Schützenscheiben statt Bürgermeister-Porträts: Beschlüsse fassen die Gemeinderäte jetzt nicht mehr im Feuerwehrhaus, sondern im Schützenheim. Foto: Adam

Neuer Sitzungssaal in Ottenhofen

Beratungen unter Schützenscheiben

Ottenhofen – Zu klein, zu unbequem, zu stickig war der Sitzungssaal der Ottenhofener Gemeinderäte bisher. Das ist nun Geschichte: Bereits zwei Mal haben die Ratsmitglieder in neuer Umgebung getagt.
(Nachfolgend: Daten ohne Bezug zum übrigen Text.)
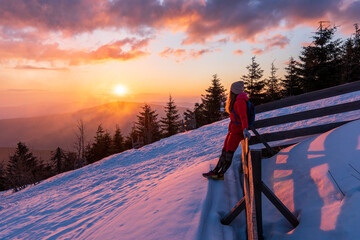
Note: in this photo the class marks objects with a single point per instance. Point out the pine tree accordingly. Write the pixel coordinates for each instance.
(57, 158)
(253, 82)
(69, 161)
(117, 145)
(170, 124)
(147, 125)
(22, 168)
(272, 85)
(3, 182)
(189, 120)
(351, 58)
(320, 65)
(133, 139)
(212, 101)
(292, 83)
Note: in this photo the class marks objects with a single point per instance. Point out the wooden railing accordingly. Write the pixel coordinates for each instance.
(253, 185)
(305, 115)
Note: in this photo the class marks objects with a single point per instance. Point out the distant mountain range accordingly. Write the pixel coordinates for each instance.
(58, 130)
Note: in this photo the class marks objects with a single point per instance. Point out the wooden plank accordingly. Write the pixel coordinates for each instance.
(276, 136)
(256, 172)
(262, 140)
(280, 206)
(235, 211)
(250, 201)
(341, 108)
(308, 97)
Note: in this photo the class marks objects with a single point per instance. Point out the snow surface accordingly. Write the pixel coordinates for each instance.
(157, 192)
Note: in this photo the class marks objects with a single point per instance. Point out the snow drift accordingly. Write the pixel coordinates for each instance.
(157, 192)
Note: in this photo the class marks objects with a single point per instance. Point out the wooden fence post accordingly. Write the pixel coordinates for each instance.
(256, 171)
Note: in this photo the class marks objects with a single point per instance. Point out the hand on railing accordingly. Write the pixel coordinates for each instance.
(246, 134)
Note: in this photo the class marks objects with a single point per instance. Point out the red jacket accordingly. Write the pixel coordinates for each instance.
(240, 109)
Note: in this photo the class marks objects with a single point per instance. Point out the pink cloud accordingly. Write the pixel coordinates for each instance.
(183, 54)
(239, 52)
(10, 50)
(201, 21)
(277, 40)
(258, 51)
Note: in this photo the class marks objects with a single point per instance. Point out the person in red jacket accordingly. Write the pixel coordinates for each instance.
(238, 129)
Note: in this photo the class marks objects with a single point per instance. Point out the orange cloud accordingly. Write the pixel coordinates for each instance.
(122, 50)
(183, 54)
(201, 21)
(239, 52)
(277, 40)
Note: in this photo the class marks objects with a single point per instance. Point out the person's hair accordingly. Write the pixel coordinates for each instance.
(230, 102)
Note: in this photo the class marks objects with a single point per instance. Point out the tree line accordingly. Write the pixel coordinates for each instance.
(324, 63)
(24, 169)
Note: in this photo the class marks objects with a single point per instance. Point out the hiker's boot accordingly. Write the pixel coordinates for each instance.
(220, 162)
(210, 174)
(227, 163)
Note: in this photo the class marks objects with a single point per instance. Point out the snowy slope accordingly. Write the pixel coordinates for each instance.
(157, 192)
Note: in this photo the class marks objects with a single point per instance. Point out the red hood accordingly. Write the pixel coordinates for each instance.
(242, 96)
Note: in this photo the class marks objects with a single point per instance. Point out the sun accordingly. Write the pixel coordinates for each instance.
(120, 90)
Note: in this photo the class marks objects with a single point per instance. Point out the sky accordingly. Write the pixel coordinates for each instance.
(55, 52)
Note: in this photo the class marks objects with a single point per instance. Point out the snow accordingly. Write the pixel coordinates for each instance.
(157, 192)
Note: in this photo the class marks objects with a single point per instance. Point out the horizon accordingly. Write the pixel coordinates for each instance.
(62, 54)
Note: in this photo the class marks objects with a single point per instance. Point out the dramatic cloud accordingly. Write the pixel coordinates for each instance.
(183, 54)
(271, 43)
(123, 50)
(201, 21)
(30, 67)
(239, 52)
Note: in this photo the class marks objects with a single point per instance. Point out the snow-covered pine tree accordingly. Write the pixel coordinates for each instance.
(320, 62)
(170, 124)
(253, 82)
(272, 85)
(292, 82)
(100, 148)
(22, 168)
(216, 94)
(147, 125)
(117, 143)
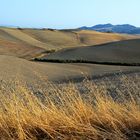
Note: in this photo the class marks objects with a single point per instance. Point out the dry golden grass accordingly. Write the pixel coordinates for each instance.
(66, 113)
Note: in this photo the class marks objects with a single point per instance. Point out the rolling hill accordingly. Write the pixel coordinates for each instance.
(31, 43)
(38, 74)
(126, 51)
(124, 28)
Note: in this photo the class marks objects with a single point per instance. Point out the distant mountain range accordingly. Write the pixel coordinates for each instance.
(124, 28)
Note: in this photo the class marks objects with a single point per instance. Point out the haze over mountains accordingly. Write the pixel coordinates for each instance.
(124, 28)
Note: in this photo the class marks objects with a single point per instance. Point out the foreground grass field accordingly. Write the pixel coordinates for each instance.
(69, 112)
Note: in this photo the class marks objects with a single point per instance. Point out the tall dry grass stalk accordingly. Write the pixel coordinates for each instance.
(69, 114)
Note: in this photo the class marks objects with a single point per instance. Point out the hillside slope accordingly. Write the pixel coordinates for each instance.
(117, 52)
(30, 43)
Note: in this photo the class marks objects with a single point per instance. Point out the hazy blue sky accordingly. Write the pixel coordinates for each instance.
(68, 13)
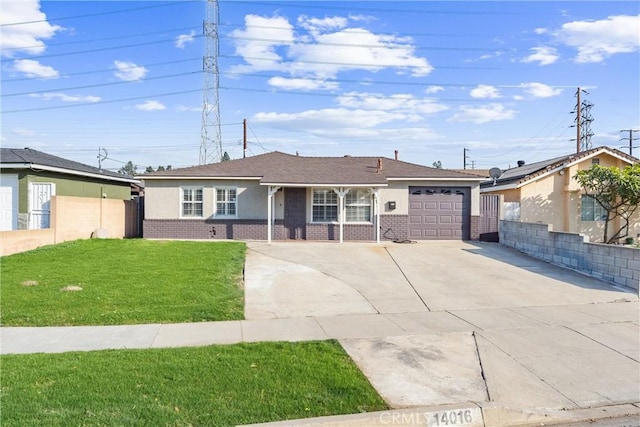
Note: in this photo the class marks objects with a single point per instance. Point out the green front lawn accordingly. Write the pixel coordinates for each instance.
(206, 386)
(122, 282)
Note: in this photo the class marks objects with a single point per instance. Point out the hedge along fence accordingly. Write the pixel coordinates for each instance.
(613, 263)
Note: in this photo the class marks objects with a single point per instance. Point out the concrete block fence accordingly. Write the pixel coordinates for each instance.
(613, 263)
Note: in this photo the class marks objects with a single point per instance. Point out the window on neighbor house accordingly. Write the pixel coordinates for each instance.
(325, 206)
(191, 202)
(226, 202)
(590, 210)
(358, 206)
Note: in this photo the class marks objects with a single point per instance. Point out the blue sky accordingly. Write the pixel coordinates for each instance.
(428, 79)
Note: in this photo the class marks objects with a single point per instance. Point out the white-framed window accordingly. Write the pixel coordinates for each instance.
(226, 202)
(325, 205)
(358, 206)
(590, 209)
(191, 202)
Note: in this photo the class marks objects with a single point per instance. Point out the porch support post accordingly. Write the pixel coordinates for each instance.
(376, 210)
(270, 193)
(341, 192)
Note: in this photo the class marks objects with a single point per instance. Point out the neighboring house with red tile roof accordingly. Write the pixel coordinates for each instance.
(288, 197)
(547, 192)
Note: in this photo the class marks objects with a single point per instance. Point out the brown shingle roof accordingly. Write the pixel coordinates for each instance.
(521, 174)
(281, 168)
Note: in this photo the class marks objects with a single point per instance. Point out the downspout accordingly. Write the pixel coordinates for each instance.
(376, 210)
(341, 192)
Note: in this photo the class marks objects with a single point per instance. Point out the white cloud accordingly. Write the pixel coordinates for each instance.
(542, 55)
(271, 44)
(302, 84)
(598, 40)
(484, 91)
(27, 38)
(32, 68)
(151, 106)
(433, 89)
(483, 114)
(316, 24)
(65, 97)
(404, 103)
(128, 71)
(328, 118)
(183, 108)
(258, 42)
(183, 39)
(540, 90)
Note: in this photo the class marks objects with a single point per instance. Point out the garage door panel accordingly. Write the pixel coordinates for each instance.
(439, 213)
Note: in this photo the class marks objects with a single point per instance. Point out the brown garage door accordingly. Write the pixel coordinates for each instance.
(439, 213)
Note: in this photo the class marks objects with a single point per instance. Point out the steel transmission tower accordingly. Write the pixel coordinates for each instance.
(211, 145)
(583, 122)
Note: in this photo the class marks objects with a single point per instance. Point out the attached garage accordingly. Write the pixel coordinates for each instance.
(439, 213)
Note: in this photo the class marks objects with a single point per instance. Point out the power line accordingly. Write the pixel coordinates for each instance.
(89, 15)
(99, 84)
(84, 104)
(110, 70)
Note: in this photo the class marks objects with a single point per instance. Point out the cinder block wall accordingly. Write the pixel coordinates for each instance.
(613, 263)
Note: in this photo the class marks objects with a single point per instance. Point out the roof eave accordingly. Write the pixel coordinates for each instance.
(328, 185)
(67, 171)
(192, 177)
(479, 179)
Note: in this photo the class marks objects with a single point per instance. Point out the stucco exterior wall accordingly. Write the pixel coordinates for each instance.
(163, 199)
(70, 185)
(75, 218)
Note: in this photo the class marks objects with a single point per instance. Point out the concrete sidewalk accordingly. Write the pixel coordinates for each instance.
(519, 342)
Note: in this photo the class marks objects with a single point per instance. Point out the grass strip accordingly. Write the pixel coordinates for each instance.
(115, 281)
(212, 386)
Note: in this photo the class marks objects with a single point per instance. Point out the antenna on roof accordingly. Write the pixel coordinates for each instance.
(495, 173)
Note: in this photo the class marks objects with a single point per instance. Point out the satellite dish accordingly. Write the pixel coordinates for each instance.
(495, 173)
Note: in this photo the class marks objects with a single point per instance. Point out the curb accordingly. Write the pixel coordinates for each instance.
(467, 415)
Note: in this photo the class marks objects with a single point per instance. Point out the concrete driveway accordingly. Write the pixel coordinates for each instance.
(314, 279)
(437, 323)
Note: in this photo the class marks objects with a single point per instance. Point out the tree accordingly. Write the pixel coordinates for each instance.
(617, 191)
(128, 169)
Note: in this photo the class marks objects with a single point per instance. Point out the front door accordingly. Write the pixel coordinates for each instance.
(40, 204)
(295, 207)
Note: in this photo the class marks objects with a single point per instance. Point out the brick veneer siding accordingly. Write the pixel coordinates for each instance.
(351, 232)
(394, 227)
(615, 264)
(205, 229)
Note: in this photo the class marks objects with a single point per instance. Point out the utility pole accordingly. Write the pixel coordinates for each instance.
(244, 138)
(630, 139)
(211, 135)
(101, 157)
(583, 122)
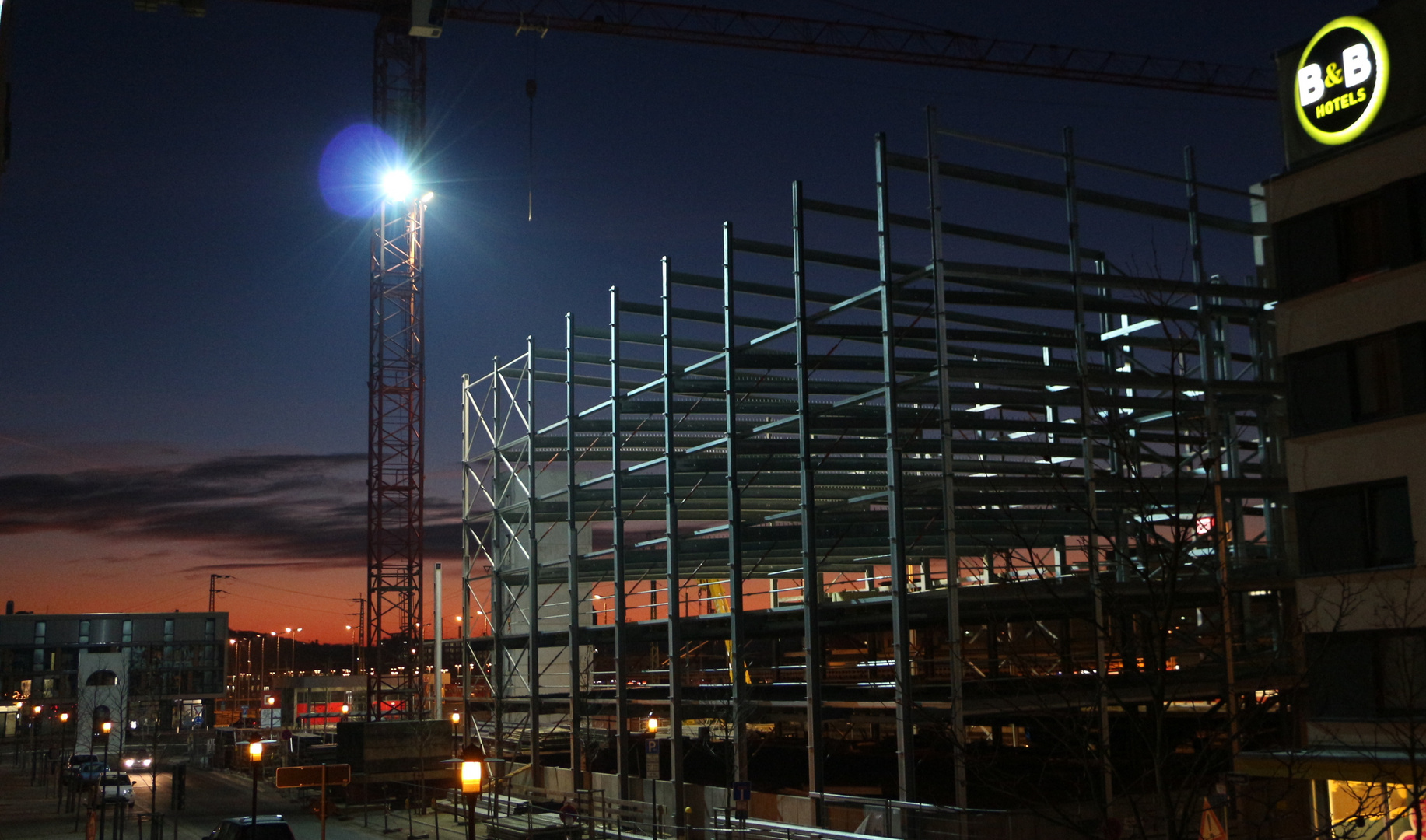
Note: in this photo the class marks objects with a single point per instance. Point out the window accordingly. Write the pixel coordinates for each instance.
(1361, 224)
(1355, 527)
(1358, 381)
(1376, 376)
(1400, 663)
(1347, 241)
(1340, 668)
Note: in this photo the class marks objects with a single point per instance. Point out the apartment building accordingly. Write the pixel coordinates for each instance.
(1348, 254)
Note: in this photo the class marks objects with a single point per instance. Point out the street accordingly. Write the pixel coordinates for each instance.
(27, 812)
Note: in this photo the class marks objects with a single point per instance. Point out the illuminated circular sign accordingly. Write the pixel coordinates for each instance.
(1342, 80)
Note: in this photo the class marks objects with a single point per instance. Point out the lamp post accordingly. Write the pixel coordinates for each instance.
(34, 735)
(256, 756)
(106, 728)
(472, 771)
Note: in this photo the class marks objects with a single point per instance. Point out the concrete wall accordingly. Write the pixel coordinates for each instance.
(1369, 167)
(1354, 310)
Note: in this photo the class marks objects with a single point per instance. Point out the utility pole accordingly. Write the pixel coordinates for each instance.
(214, 591)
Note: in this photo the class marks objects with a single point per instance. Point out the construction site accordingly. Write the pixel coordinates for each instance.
(709, 534)
(1003, 491)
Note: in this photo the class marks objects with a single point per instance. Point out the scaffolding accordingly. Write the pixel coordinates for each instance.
(731, 511)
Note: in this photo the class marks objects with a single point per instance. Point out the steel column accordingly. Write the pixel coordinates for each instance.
(808, 511)
(896, 537)
(1081, 345)
(736, 665)
(572, 547)
(618, 545)
(943, 380)
(532, 586)
(671, 530)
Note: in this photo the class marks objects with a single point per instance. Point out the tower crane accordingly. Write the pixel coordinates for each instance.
(397, 373)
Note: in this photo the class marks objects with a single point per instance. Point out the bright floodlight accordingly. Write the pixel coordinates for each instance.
(397, 184)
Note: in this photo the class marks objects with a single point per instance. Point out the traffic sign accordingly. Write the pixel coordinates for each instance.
(314, 776)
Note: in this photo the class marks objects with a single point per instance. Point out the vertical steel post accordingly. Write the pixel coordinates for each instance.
(435, 648)
(618, 540)
(808, 509)
(1081, 354)
(467, 561)
(532, 583)
(736, 665)
(1207, 368)
(496, 566)
(572, 547)
(943, 376)
(896, 540)
(671, 527)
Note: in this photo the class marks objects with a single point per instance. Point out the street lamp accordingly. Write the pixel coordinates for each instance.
(106, 728)
(256, 756)
(472, 771)
(34, 735)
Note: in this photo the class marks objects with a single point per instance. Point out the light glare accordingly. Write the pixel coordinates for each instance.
(397, 184)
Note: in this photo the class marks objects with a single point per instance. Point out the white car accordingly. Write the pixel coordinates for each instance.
(117, 788)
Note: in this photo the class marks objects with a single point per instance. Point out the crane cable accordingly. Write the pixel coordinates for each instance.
(531, 86)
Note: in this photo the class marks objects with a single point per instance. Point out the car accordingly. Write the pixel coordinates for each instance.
(72, 768)
(137, 761)
(268, 828)
(92, 772)
(116, 788)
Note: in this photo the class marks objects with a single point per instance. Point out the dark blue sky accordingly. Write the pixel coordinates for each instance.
(177, 291)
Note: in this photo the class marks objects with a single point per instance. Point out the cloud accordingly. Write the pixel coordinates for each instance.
(241, 511)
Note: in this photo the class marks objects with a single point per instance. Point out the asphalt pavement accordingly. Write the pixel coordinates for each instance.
(33, 810)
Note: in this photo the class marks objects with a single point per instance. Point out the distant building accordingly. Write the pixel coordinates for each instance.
(136, 670)
(1348, 251)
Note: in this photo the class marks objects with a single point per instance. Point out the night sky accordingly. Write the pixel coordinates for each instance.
(183, 334)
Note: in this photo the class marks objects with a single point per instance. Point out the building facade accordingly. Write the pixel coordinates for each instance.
(1348, 253)
(138, 672)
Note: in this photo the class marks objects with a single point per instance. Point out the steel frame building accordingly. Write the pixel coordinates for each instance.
(732, 508)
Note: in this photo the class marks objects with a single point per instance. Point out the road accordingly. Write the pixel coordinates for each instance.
(27, 812)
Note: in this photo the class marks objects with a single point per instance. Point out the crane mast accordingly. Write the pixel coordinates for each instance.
(395, 453)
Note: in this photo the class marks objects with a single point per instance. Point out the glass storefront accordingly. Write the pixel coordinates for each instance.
(1369, 810)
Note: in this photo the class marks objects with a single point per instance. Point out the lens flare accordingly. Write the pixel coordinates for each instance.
(397, 184)
(352, 167)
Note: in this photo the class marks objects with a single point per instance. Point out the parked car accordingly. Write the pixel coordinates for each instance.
(72, 768)
(116, 788)
(137, 761)
(268, 828)
(92, 772)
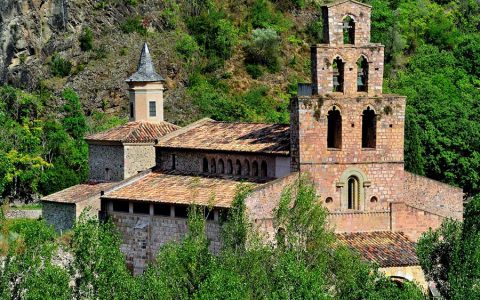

Einen richtigen Sitzungssaal, wie er in den Rathäusern zu finden ist, haben die Ottenhofener nicht. Als Verwaltungsgemeinschaft mit der Gemeinde Neuching hätten sie zwar die Möglichkeit, den Saal im Oberneuchinger Rathaus zu nutzen. Bürgermeisterin Nicole Schley möchte den Engagierten die Fahrt jedoch nicht zumuten.

Bisher wurden die monatlichen Gemeinderatssitzungen deshalb im Schulungsraum des Feuerwehrhauses in Ottenhofen abgehalten. Eine Notlösung, die während der Sitzungen von Stunde zu Stunde unangenehmer wurde. „Natürlich war das immer noch besser, als bis nach Oberneuching zu fahren, allerdings war der Raum schlicht und einfach zu klein für Gemeinderäte und Zuschauer“, erzählt die Gemeindechefin.

Zwischen vier und fünf Stunden befinden sich die Parteivertreter laut Schley durchschnittlich im Sitzungsraum. Bereits nach kurzer Zeit war der Sauerstoffmangel während der Sitzungen deutlich spürbar. „In dem Raum gab es kein richtiges Lüftungssystem, und Stoßlüften war später auch nicht mehr möglich, weil man die Fenster in der nichtöffentlichen Sitzung nicht öffnen soll“, erklärt Schley.

Zudem seien die Stühle zu unbequem für einen mehrstündigen Aufenthalt gewesen. „Bequemes Sitzen und entsprechende Rahmenbedingungen sind einfach die Grundvoraussetzungen für gutes Arbeiten“, ist sich die Bürgermeisterin sicher.

Um das Problem endgültig aus der Welt zu schaffen, wurden noch während der Zeit im Feuerwehrhaus neue Stühle gekauft. Im Rahmen des Schützenheimumbaus hat sich zudem die Gelegenheit ergeben, einen anderen Raum für die Sitzungen zu nutzen. „Das war ein tolles Projekt zwischen der Gemeinde und den Schützenvereinen“, erzählt Schley.

Aufgeteilt in zwei Bauabschnitte konnten die Schießstände auf elektronische Funktionsweise umgestellt und die Küche erweitert werden. Bauabschnitt drei soll weitere Schießstände liefern und 2017 starten.

Positiver Nebeneffekt der Umstrukturierungen: die Gemeinderäte haben einen neuen Sitzungssaal. „Im Schützenheim gibt es jetzt eine gute Lüftungsanlage, und wir haben doppelt so viel Platz“, weiß Schley. Auf rund 50 Quadratmetern halten die Ratsmitglieder ihre Sitzungen deshalb am Meillerweg ab. Die Stühle, die sie aus dem Feuerwehrhaus mitgebracht haben, werden an den Sitzungstagen von den Bauhofmitarbeitern aufgestellt. Verfügbar ist zudem ein neuer Bildschirm für Präsentationen und ein behindertengerechter Zugang.

Rund zwei Monate nach der ersten Sitzung steht fest: „Das Projekt hat sich gelohnt. Es herrscht eine deutlich angenehmere Atmosphäre, und auch die Zuschauer haben mehr Platz“, so Schley. Ihr liegt zudem der Mehrfachnutzen der Räume am Herzen, denn: „Es bringt nichts, wenn der Raum meistens leer steht.“ Deshalb findet auch der Seniorenspielenachmittag im Schützenheim statt.